Washington, April 11 : Researchers at the Shenyang National Laboratory for Materials Science, in China, have shown that nanotechnology can boost the life of rechargeable lithium batteries, by finding that a carbon nanotube anode coating can prevent such batteries from losing their charge capacity over time.
The research team has been examining how to improve the kind of rechargeable batteries that are almost omnipresent in today's portable devices.
These lithium-ion batteries give portability to mobile phones, mp3 players, personal digital assistants (PDAs), and laptop computers. However, Li-ion batteries suffer from degradation particularly when they get too hot or too cold and ultimately lose the capacity to be fully recharged.
The problem of the slow degradation of Li-ion batteries is generally due to the formation of a solid electrolyte interphase film that increases the batteries' internal resistance and prevents a full recharge.
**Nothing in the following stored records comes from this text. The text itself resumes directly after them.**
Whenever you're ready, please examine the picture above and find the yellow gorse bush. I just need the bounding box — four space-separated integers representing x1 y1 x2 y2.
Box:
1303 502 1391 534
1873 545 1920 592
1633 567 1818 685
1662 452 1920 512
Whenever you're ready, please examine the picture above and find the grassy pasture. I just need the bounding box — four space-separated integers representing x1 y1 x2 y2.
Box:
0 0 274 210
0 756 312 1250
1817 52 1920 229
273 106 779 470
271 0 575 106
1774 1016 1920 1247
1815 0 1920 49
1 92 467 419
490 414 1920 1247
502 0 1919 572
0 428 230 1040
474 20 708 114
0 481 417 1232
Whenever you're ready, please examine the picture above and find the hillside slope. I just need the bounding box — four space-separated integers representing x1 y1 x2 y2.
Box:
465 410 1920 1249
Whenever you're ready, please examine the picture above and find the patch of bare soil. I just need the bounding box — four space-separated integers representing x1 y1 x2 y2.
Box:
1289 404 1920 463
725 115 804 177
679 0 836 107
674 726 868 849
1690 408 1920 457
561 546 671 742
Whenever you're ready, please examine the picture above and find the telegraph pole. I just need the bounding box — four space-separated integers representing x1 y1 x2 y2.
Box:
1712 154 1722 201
Researchers have suggested using silicon in the composition of the negative electrode material in Li-ion batteries to improve charge capacity. owever, this material leads to even faster capacity loss as it repeatedly alloys and then de-alloys during charge-discharge cycles.
Shengyang's Hui-Ming Cheng and colleagues have turned to carbon nanotubes (CNTs) to help them use silicon (Si) as the battery anode but avoid the problem of large volume change during alloying and de-alloying.
Carbon nanotubes resemble rolled-up sheets of hexagonal chicken wire with a carbon atom at the crossover points of the wires and the wires themselves being the bonds between carbon atoms, and they can be up to a millimeter long but mere nanometers in diameter.
Hui-Ming Cheng's team grew carbon nanotubes on the surface of tiny particles of silicon using a technique described as chemical vapour deposition, in which a carbon-containing vapour decomposes and then condenses on the surface of the silicon particles forming nanoscopic tubes.
The group then coated these particles with carbon released from sugar at a high temperature in a vacuum. A separate batch of silicon particles produced using sugar but without the CNTs was also prepared.
In a 20-cycle test-run, the researchers found that the sugar-coated silicon-carbon-nanotube material achieve a discharge capacity of 727 milliamp hours per gram. Without carbon nanotubes, the charge capacity had dropped to 363 mAh per gram.
The study will be published in the Inderscience publication - International Journal of Nanomanufacturing.